Stoll, Richard Pindell

1851 – 1903

Distiller and Attorney

Richard P. Stoll was born in Lexington on January 21, 1851, the second son of George J. Stoll, Sr. He attended Kentucky University, graduating in 1868.  In 1875, Stoll was elected to the Kentucky Legislature (serving one term).  In 1877, he became the Deputy Director of the Internal Revenue Bureau in Lexington and the next year Commissioner of the Internal Revenue Bureau for Kentucky.  He oversaw the collection of the Federal excise taxes.

In 1881, he formed the Stoll, Clay & Company, that rebuilt the old cotton mill at Sandersville into a distillery.  Also in 1881, Stoll and Robert B. Hamilton established a partnership to wholesale whiskey.  This firms would later become Stoll & Company.  This interest would later pass to his sons.  The firm was disposed of by Prohibition.

In the 1890s, he was a director of the Kentucky Distillers Association.  In 1883 Stoll became the President of the Lexington City National Bank, serving until his death in 1903.  He was prominent in Republican politics, being nominated in 1900 for the U. S. Congress.

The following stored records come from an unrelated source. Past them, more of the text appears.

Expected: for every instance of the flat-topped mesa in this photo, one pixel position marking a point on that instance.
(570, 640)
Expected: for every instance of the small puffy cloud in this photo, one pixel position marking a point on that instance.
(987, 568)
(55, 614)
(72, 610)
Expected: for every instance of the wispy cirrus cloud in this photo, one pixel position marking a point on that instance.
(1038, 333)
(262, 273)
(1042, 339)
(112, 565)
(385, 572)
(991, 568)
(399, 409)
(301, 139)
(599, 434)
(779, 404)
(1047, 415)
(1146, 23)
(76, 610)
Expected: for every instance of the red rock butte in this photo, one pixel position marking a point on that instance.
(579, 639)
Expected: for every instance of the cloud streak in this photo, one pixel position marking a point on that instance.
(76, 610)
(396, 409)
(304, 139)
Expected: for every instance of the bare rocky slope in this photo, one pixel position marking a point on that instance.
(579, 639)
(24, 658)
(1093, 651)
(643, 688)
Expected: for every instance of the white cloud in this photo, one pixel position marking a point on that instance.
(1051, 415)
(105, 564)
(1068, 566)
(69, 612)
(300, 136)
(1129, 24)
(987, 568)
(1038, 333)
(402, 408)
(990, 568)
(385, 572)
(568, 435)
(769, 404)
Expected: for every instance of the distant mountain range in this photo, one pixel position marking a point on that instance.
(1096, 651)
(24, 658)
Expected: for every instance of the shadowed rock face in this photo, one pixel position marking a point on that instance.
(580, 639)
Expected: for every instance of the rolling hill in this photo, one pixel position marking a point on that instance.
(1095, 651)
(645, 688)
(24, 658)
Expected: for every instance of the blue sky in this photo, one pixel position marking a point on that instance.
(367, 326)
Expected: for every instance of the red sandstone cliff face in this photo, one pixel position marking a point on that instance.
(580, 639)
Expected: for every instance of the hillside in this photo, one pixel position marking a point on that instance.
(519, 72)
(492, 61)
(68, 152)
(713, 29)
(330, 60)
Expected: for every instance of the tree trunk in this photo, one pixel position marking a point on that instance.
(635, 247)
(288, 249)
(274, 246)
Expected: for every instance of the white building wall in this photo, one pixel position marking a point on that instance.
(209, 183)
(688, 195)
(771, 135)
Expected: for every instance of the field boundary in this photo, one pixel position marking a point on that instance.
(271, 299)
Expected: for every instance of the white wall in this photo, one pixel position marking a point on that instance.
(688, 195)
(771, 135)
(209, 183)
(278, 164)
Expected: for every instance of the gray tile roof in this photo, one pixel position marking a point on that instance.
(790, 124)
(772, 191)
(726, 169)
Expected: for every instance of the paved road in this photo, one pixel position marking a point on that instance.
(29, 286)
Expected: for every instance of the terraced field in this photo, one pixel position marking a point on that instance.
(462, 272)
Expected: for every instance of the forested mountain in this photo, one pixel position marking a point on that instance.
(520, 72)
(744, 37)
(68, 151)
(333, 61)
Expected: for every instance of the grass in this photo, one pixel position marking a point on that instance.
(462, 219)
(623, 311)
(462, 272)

He died in March 1903.  At the time of his death, he was President of the Lexington City National Bank, Kentucky Trotting Horse Breeders Association (the Red Mile), Lexington Gas Company, Stoll, Hamilton & Company and Stoll & Company.  He was the Treasurer of the Lexington Street Railway Company.  He was also a director of the Security Trust Company, Eastern State Lunatic Asylum, Lexington & Eastern Railway, Belt Electric Line Company, Central Electric Company, Lexington Brick Company, Hercules Ice Company and the Passenger & Belt Railway Company.  He was stated to be the wealthiest individual in Lexington at the time of his death. [i]

 

[i] Lexington Herald, March 2, 1903, page 1, column 1.

References: 
William M. Ambrose, Bottled In Bond under U. S. Government Supervision, Limestone Press, Lexington, 2008.